This semester I am teaching an undergraduate introductory class on probability. I don’t typically announce my courses here, but teaching probability is a special enough task to deserve mention -- for me at least.
As a high school student, I used to dread questions about blue, black and red balls drawn at random from an opaque box. The typical question went like this: if the first three balls are blue, what is the chance a black one will be next? The initial questions were innocuous enough, but they quickly got complicated. They also tested your ability to count – to figure the number of permutations or combinations, without which you couldn't answer. At the incredibly difficult mathematics examination for admission to the prestigious Indian Institutes of Technology (IITs), there were quite a few of these counting questions. Let’s just say that I did not even attempt them.
College contributed nothing to my knowledge about probability (college, to be frank, was a four year vacation and I have no regrets). It was only during graduate school, where I took a number of statistics courses, that I was introduced to the mathematics of randomness. And over the last few years, much of my research has involved probability models – some very sophisticated ones at that, thanks to my colleagues who have majors in math and physics. Even now, my early lack of aptitude for the field and poor undergraduate training comes back to haunt me.
But there’s no better way to drive insecurities away than by teaching. The cliché that the best way to learn is to teach is very, very true. Which is why I am excited about my class this semester. The material itself is not difficult, since it’s an undergraduate class. But even the simplest topics in probability can cause confusion; and what better way to tackle them than at the foundational level.
Last week, I went to check my classroom. It was late in the afternoon and the campus was empty.

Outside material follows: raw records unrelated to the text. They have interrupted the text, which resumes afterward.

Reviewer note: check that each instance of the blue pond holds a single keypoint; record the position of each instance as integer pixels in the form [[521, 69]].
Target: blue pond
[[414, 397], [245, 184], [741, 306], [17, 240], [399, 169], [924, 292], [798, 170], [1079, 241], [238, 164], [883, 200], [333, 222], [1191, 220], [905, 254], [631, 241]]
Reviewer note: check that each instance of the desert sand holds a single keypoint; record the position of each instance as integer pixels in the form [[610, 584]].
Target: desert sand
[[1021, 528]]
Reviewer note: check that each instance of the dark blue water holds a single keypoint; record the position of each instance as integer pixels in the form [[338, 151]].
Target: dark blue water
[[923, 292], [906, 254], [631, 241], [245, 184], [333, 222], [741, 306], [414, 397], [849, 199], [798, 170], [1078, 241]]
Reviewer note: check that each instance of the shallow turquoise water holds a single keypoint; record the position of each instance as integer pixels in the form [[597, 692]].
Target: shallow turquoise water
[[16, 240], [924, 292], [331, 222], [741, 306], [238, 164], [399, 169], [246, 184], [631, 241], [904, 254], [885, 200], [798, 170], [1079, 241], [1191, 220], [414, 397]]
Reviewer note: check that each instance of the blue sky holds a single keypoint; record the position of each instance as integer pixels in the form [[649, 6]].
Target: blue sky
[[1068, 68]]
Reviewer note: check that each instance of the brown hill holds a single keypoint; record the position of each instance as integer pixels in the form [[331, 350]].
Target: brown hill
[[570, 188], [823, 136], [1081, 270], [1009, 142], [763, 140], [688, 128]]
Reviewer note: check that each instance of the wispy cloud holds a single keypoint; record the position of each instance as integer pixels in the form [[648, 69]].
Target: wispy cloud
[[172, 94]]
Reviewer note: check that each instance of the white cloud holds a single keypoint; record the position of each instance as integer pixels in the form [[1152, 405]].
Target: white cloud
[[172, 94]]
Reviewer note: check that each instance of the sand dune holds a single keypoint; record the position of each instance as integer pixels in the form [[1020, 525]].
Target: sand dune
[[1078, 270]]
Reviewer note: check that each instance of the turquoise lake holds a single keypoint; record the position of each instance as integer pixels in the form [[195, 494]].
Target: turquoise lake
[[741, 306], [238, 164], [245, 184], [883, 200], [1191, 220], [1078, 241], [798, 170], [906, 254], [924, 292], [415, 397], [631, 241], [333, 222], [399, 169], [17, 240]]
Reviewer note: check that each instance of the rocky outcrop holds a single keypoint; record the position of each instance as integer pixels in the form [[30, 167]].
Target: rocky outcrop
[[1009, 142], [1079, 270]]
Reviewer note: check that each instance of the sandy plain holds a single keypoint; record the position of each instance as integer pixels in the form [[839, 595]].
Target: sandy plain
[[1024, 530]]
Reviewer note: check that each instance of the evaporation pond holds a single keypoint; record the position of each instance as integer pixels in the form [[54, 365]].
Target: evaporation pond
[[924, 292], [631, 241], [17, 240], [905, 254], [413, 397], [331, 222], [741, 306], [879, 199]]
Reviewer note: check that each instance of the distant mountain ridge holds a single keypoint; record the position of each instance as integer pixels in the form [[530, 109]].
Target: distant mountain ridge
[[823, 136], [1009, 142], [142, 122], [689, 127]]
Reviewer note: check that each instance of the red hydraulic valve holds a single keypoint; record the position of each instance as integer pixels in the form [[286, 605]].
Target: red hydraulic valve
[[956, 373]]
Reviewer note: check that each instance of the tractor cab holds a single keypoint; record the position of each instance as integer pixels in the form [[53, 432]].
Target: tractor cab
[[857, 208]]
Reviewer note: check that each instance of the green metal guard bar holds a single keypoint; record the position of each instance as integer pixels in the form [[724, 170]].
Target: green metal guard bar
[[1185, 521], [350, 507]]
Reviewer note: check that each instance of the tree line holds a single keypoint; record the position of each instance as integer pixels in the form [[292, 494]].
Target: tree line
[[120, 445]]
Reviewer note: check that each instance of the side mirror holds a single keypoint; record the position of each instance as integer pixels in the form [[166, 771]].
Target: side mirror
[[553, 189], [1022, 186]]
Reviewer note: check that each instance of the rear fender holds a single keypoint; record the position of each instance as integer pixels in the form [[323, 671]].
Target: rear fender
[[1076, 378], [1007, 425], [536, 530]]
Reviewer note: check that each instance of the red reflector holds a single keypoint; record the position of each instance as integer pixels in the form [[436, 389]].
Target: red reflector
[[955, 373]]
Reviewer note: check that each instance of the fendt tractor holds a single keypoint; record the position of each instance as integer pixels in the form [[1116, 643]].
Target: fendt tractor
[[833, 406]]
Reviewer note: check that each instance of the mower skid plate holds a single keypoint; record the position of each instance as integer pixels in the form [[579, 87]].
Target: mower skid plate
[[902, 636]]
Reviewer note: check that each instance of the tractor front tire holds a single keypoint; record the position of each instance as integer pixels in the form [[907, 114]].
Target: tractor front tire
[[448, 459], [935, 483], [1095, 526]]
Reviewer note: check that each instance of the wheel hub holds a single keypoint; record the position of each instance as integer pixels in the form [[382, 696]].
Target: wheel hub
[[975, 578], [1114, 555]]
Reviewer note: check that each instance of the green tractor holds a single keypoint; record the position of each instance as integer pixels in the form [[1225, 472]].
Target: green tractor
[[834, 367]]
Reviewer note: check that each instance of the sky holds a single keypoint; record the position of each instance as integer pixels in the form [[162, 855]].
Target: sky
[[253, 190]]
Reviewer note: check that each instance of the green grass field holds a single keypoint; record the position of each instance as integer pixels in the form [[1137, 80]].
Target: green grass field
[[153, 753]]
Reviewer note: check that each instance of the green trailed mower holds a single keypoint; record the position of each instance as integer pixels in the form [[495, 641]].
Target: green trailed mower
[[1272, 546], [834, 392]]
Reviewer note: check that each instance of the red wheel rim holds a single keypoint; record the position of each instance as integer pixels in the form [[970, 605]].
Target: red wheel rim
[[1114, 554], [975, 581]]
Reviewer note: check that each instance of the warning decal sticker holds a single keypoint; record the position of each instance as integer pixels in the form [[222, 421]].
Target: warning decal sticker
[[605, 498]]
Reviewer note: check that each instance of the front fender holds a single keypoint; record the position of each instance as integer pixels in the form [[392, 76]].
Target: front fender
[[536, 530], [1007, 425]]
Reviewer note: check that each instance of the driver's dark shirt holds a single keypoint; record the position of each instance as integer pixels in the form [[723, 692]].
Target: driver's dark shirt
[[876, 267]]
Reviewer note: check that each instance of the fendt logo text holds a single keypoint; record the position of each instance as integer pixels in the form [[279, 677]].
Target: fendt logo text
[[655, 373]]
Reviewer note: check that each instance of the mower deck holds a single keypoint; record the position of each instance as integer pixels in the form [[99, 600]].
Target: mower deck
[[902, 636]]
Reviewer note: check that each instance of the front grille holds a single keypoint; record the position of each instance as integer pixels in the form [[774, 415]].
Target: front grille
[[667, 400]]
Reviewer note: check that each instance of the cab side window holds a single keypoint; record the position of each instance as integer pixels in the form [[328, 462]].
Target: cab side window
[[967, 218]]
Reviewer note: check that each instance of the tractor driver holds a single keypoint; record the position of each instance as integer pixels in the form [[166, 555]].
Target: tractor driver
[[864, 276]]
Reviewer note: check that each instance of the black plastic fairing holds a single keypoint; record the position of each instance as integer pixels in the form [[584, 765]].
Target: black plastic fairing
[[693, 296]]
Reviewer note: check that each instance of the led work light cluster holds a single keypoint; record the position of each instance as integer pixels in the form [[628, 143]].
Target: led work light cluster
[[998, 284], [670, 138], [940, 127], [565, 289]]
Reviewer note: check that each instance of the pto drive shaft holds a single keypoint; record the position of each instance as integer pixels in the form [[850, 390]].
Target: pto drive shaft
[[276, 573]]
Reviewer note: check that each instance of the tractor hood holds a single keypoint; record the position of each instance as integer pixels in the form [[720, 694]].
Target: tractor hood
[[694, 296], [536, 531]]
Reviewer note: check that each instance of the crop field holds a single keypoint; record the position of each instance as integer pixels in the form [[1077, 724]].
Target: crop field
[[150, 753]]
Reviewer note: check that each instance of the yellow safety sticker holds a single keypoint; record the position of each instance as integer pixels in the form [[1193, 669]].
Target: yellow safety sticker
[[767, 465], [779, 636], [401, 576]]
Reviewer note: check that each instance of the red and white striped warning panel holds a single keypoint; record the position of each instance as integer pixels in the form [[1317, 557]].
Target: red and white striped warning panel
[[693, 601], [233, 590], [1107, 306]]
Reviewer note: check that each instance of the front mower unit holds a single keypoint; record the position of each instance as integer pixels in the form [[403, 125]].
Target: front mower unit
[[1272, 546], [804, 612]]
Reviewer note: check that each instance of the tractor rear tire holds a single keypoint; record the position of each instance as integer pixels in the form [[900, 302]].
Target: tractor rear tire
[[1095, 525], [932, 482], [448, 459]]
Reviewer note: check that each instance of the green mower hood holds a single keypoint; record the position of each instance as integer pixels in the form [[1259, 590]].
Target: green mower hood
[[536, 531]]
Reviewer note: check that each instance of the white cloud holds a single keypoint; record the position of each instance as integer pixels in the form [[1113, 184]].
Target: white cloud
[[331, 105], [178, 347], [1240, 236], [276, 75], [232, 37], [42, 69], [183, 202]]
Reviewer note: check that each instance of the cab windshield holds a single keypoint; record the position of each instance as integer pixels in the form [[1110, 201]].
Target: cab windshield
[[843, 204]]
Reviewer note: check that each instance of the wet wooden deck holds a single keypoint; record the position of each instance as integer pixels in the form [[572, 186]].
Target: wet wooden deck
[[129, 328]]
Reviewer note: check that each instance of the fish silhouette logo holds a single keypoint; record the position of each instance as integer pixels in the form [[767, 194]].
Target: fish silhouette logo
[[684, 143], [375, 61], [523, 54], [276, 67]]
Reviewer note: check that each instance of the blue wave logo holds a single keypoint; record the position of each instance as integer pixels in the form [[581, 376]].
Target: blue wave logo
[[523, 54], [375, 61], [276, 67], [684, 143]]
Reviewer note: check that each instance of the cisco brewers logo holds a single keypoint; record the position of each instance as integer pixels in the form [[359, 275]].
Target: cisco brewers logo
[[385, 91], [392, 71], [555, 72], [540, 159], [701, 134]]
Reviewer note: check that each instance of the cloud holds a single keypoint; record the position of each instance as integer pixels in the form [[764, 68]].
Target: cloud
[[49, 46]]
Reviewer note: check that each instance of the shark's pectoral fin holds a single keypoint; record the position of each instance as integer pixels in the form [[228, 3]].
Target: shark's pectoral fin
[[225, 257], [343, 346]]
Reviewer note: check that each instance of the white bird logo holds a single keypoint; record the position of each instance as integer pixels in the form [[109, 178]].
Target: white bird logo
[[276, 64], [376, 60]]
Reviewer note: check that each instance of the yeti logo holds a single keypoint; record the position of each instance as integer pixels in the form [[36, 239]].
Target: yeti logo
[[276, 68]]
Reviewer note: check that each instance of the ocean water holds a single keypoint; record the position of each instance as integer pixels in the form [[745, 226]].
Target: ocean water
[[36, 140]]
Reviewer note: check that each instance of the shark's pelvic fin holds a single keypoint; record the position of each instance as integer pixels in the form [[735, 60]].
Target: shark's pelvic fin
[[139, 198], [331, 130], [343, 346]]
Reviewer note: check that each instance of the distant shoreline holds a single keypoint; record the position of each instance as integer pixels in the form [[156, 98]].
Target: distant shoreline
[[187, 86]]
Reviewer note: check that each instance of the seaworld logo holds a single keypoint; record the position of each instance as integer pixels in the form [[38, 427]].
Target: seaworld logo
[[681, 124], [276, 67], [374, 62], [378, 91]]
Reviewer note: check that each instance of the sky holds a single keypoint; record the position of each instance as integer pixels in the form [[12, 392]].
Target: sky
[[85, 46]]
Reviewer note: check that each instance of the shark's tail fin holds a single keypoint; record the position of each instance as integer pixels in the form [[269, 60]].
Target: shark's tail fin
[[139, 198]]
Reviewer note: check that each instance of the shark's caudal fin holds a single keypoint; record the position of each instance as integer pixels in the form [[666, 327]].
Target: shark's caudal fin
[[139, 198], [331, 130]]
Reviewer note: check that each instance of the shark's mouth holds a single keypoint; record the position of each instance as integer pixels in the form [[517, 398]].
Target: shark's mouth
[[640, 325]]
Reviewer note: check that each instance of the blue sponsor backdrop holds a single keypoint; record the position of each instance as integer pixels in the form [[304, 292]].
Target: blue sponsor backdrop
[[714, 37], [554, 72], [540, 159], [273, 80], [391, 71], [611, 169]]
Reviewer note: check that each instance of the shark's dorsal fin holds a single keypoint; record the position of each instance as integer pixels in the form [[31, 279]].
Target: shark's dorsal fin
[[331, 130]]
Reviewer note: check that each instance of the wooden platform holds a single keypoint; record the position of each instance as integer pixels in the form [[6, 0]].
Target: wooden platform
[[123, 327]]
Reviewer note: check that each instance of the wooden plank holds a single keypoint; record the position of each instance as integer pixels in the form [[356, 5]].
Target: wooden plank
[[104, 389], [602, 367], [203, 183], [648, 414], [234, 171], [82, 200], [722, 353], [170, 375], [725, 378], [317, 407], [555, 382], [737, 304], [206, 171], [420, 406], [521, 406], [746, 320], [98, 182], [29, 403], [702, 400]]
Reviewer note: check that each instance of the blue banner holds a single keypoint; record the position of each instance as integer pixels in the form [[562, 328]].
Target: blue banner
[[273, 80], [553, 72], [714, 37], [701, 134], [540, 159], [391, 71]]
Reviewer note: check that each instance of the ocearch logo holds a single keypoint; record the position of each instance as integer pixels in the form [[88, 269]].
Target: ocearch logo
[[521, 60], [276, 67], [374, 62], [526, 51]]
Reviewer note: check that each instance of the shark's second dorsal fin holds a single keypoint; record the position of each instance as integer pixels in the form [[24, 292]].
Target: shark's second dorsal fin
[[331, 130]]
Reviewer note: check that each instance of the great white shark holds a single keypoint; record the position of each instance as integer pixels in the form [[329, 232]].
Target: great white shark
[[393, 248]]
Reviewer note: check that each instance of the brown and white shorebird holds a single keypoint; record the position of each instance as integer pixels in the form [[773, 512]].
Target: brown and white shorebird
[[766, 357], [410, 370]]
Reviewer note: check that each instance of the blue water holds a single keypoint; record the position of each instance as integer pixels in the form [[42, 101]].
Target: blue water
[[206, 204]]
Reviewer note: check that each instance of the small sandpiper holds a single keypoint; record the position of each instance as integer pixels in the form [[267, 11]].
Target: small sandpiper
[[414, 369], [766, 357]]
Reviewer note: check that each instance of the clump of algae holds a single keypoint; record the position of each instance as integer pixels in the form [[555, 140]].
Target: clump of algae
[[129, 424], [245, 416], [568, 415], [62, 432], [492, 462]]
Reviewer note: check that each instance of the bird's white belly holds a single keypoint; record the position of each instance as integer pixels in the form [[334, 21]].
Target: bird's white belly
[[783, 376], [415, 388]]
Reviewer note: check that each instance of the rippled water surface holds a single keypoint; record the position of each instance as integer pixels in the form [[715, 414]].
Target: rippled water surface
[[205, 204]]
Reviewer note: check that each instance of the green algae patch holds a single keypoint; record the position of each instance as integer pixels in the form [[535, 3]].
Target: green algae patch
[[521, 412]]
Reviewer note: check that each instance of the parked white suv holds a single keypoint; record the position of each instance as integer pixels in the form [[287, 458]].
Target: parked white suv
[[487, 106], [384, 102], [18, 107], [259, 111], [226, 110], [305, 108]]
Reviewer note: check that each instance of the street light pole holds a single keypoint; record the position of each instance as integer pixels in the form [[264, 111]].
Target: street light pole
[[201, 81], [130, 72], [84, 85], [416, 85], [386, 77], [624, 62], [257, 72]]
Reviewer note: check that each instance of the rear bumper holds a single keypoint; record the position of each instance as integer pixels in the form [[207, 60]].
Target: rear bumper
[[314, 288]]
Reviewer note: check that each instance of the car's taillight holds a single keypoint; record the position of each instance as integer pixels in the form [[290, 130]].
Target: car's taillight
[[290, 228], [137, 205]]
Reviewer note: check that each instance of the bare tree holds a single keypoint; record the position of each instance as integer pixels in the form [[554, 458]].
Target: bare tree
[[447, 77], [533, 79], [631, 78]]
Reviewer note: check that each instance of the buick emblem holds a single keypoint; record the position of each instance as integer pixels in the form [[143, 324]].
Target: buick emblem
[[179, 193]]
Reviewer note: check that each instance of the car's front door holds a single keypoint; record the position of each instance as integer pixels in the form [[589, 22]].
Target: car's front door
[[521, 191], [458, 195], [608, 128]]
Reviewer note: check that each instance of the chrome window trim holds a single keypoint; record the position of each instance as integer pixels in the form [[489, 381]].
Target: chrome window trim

The classroom was in the Chemistry building, and had tiered, auditorium style seating; the seats were bright red. It was a grand setting, and I could imagine it bustling with sophomore year students -- there are ninety students enrolled at this time. And for the first time I’ll be using what is called the PRS clicker system: I will ask students multiple choice questions during each lecture. Students will choose what they think is the right answer on their personal clickers (they’ll press a button, in other words). A slide will immediately display how many clicked each option, as in a game show. Wouldn’t it be fascinating to have this type of instant interaction – and, importantly, feedback on how well the class is understanding the material – especially in a class about probability, as slippery a topic as any in the whole of mathematics?
Fancy embellishments aside, the real grandness of probability lies in its elusive, mysterious quality. Everything we do in life is governed by chance. Our instinct toward religion partly stems from the uncertainty that always seems to stalk our futures. The theory of probability lends mathematical formalism to uncertainty. But it also makes us think of some very vexing questions: What does it mean when we say things are truly random? Why do things turn out the way they do?
That’s the charm of it: it’s more philosophy than mathematics.